A noite terminou com Clara sentindo-se mais determinada do que nunca. A Estrela Cadente não era apenas uma fazenda; era um campo de batalha onde as ambições se chocavam e os segredos se escondiam.

Nos dias que se seguiram, Clara, com a ajuda de Dona Ermelinda e o apoio crescente de Ricardo, começou a planejar a reestruturação da Estrela Cadente. Contrataram novos trabalhadores, adquiriram ferramentas e mudas de café, e o trabalho árduo começou. Clara passava seus dias entre os cafezais, aprendendo e dirigindo, sentindo a terra sob seus pés, conectando-se com o ciclo da vida e da produção.

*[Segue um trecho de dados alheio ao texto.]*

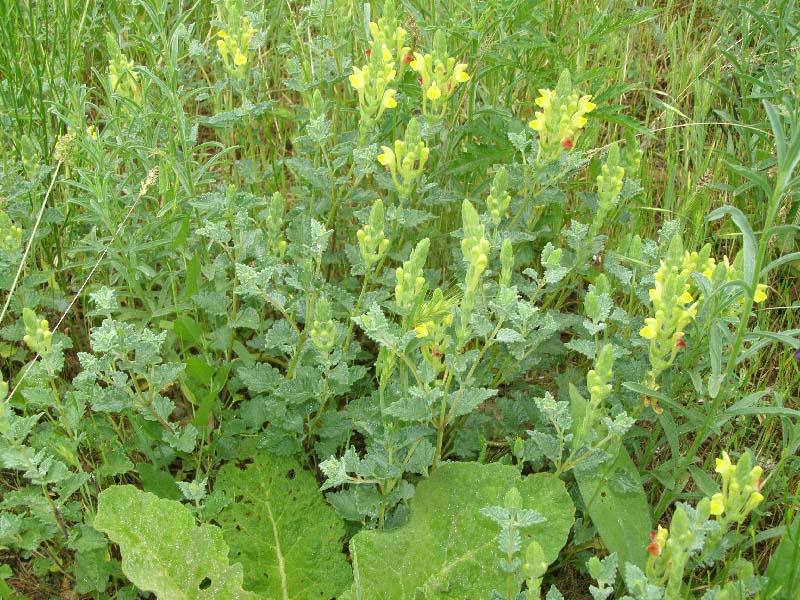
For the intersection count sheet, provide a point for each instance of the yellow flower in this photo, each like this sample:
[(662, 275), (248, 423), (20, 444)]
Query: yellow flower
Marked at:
[(754, 500), (717, 505), (650, 329), (387, 157), (584, 104), (760, 294), (544, 99), (434, 93), (538, 123), (723, 465), (357, 79), (459, 73)]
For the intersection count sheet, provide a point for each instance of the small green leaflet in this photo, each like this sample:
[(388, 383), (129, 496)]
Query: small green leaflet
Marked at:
[(448, 549), (279, 526), (164, 551)]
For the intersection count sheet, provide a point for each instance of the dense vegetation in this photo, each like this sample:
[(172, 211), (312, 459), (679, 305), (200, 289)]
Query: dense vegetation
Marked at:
[(422, 299)]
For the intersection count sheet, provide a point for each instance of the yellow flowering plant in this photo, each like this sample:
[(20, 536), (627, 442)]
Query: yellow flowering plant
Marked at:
[(674, 308), (122, 76), (694, 535), (438, 75), (561, 120), (372, 81), (234, 38), (406, 160)]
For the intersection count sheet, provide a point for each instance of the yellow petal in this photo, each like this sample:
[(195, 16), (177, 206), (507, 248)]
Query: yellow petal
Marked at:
[(433, 93), (585, 104), (387, 156), (717, 506), (388, 100), (357, 79)]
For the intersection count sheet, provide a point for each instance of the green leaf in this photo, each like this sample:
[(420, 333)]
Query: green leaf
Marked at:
[(288, 539), (164, 551), (783, 570), (447, 549), (749, 244), (617, 504)]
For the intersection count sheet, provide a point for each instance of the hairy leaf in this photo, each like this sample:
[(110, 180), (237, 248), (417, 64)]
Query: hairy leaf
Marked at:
[(288, 539), (616, 502), (164, 551), (447, 549)]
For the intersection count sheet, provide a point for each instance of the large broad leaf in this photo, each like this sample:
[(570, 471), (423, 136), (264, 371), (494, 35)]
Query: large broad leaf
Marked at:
[(164, 551), (448, 549), (616, 502), (280, 528)]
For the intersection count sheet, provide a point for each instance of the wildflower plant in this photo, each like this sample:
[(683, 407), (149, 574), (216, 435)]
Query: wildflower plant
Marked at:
[(439, 75), (373, 81), (123, 78), (674, 308), (234, 38), (406, 160), (474, 250), (561, 120), (257, 320)]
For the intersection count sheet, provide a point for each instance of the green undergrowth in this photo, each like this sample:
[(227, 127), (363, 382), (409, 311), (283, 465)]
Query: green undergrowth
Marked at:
[(404, 300)]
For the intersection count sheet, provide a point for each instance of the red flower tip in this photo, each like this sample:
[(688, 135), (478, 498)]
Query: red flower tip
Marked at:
[(654, 549)]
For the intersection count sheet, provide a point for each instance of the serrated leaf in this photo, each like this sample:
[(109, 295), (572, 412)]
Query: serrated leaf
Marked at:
[(617, 504), (471, 398), (447, 549), (164, 551), (288, 540)]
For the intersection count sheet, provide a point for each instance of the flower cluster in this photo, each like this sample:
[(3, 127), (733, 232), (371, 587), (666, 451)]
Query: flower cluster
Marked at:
[(234, 37), (561, 119), (499, 198), (372, 80), (705, 264), (609, 187), (690, 531), (406, 161), (389, 37), (432, 320), (741, 485), (674, 308), (233, 44), (438, 74)]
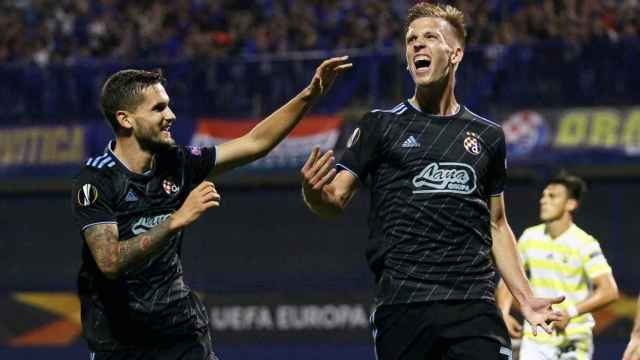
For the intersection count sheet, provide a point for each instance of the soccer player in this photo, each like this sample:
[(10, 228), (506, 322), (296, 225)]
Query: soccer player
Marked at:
[(632, 352), (563, 259), (437, 214), (132, 205)]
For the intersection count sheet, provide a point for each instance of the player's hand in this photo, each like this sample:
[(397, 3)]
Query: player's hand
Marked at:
[(632, 352), (561, 324), (513, 326), (317, 172), (538, 312), (203, 197), (326, 74)]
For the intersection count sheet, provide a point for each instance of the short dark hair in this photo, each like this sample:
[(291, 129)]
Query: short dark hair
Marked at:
[(575, 186), (123, 91), (450, 14)]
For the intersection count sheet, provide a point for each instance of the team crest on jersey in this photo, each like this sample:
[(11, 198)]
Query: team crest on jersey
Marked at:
[(170, 186), (353, 138), (195, 150), (87, 195), (472, 144)]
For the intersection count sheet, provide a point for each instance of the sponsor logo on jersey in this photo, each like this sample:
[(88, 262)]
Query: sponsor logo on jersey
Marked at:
[(353, 138), (448, 177), (170, 186), (131, 196), (147, 223), (410, 142), (87, 195), (472, 144)]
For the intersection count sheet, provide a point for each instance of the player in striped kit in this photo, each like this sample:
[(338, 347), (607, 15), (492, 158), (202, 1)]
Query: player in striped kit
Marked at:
[(561, 259)]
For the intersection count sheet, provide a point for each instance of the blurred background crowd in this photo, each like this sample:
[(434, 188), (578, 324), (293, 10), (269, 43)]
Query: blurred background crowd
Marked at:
[(70, 31)]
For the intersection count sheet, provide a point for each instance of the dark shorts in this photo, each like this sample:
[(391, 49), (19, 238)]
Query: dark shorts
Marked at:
[(460, 330), (199, 349)]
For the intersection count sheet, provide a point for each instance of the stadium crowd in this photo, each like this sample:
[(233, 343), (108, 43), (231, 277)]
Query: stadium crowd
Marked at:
[(68, 31)]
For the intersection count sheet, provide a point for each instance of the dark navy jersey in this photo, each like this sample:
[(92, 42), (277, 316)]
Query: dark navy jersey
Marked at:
[(150, 304), (431, 180)]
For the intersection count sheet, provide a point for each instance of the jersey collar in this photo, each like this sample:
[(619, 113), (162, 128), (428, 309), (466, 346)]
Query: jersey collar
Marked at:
[(460, 111)]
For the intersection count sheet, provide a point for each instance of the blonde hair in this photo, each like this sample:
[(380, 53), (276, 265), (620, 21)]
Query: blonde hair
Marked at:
[(448, 13)]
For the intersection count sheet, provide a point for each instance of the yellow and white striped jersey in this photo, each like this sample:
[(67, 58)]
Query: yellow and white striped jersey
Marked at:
[(562, 266)]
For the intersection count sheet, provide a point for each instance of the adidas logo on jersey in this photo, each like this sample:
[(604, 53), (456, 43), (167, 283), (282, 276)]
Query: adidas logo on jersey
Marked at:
[(410, 142)]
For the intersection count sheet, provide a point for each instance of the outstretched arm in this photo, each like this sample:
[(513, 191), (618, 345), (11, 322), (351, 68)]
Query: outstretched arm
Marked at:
[(325, 193), (115, 257), (633, 348), (270, 131), (537, 311)]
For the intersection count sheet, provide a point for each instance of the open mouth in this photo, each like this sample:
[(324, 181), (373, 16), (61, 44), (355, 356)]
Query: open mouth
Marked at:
[(421, 62), (166, 130)]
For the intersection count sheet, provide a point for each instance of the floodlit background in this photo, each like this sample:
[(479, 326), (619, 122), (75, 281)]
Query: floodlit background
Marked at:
[(559, 75)]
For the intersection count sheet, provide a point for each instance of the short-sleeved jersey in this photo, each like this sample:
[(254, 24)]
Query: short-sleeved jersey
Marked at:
[(562, 266), (149, 304), (431, 181)]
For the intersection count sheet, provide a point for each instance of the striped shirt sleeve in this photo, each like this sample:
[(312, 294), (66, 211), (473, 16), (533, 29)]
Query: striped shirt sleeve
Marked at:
[(594, 262)]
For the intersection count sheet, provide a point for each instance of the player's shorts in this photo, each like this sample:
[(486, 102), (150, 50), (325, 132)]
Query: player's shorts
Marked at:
[(452, 330), (199, 349), (577, 349)]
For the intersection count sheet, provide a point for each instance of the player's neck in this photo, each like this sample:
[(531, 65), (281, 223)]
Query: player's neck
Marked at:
[(435, 100), (129, 152), (557, 227)]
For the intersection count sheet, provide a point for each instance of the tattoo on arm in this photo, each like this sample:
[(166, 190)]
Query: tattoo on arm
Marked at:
[(113, 257)]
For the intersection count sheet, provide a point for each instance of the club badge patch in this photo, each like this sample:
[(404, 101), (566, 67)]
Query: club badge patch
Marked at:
[(169, 186), (194, 150), (353, 138), (87, 195), (472, 144)]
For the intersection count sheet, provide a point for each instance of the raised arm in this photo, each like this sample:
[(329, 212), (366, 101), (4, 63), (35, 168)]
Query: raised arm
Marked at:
[(632, 352), (325, 193), (537, 311), (115, 257), (269, 132)]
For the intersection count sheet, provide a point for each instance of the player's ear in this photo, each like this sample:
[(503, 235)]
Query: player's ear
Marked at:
[(457, 55), (124, 119)]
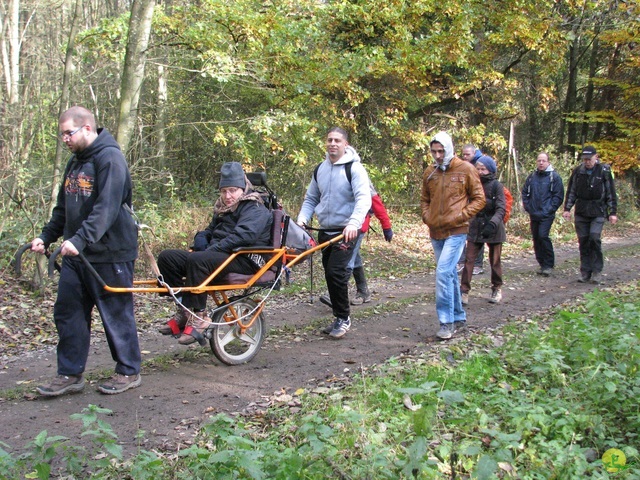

Ricardo, cada vez mais presente, a ajudava em cada passo. As conversas de negócios se misturavam a momentos de cumplicidade. Os olhares trocados, os sorrisos compartilhados, a admiração mútua, tudo indicava um sentimento mais profundo florescendo entre eles.

— Você é diferente, Clara. — Ricardo disse um dia, enquanto observavam o pôr do sol tingir os cafezais de dourado. — Sua força, sua determinação… é inspirador.

Clara sentiu o rosto esquentar.

— Eu apenas faço o que meu pai me ensinou. Honrar a terra e o trabalho.

— Seu pai estaria muito orgulhoso. — ele disse, seus olhos fixos nos dela.

Naquele momento, com o aroma do café no ar e o sol se pondo no horizonte, Clara sentiu que estava no lugar certo. A Estrela Cadente, com todas as suas dificuldades, estava se tornando seu novo lar.

No entanto, as sombras do passado não tardaram a se manifestar. Um dia, enquanto Clara inspecionava os galpões de secagem, encontrou um grupo de trabalhadores sendo ameaçados por homens de Dr. Neves.

— A fazenda pertence ao Dr. Neves agora! — um dos capangas gritou, com uma arma em punho. — Saiam daqui antes que se arrependam!

Clara correu para defender os trabalhadores.

— Esta terra é minha! E vocês não têm o direito de ameaçar essas pessoas! — ela gritou, sua voz ecoando pelo terreiro.

Os homens riram.

— A "dama do ouro negro"? Você não é nada aqui!

Nesse momento, Ricardo apareceu, acompanhado por alguns capangas de sua própria fazenda. A tensão aumentou, e uma briga se iniciou. Clara, em meio ao caos, sentiu um impacto forte em sua cabeça. A última coisa que viu antes de perder a consciência foi o rosto furioso de Dr. Neves observando tudo de longe, um sorriso sombrio em seus lábios.

Quando Clara acordou, estava em sua cama na casa grande da Estrela Cadente, com Dona Ermelinda ao seu lado, aplicando compressas em sua testa.

— O que aconteceu? — ela perguntou, a voz fraca.

— Um grupo de homens invadiu a fazenda, Clara. Eles queriam intimidá-la, expulsá-la. Ricardo os enfrentou. Ele… ele se feriu protegendo a senhora.

Clara sentiu um aperto no peito. Ricardo. Ela precisava vê-lo.

Ao encontrar Ricardo, ele estava com um corte na testa e um braço engessado, mas seu olhar para ela era de preocupação e afeto.

— Você está bem? — ele perguntou, a voz embargada.

— Sim. Mas você…

— Isso não é nada. O que importa é que a senhora está segura.

A agressão, orquestrada por Dr. Neves, serviu apenas para fortalecer a determinação de Clara. O preço da ambição era alto, e ela estava disposta a pagá-lo. O "ouro negro" exigia sacrifícios, mas Clara, a dama do sertão, estava pronta para lutar por seu futuro, e por um amor que começava a florescer em meio às promessas e aos perigos do Vale do Paraíba.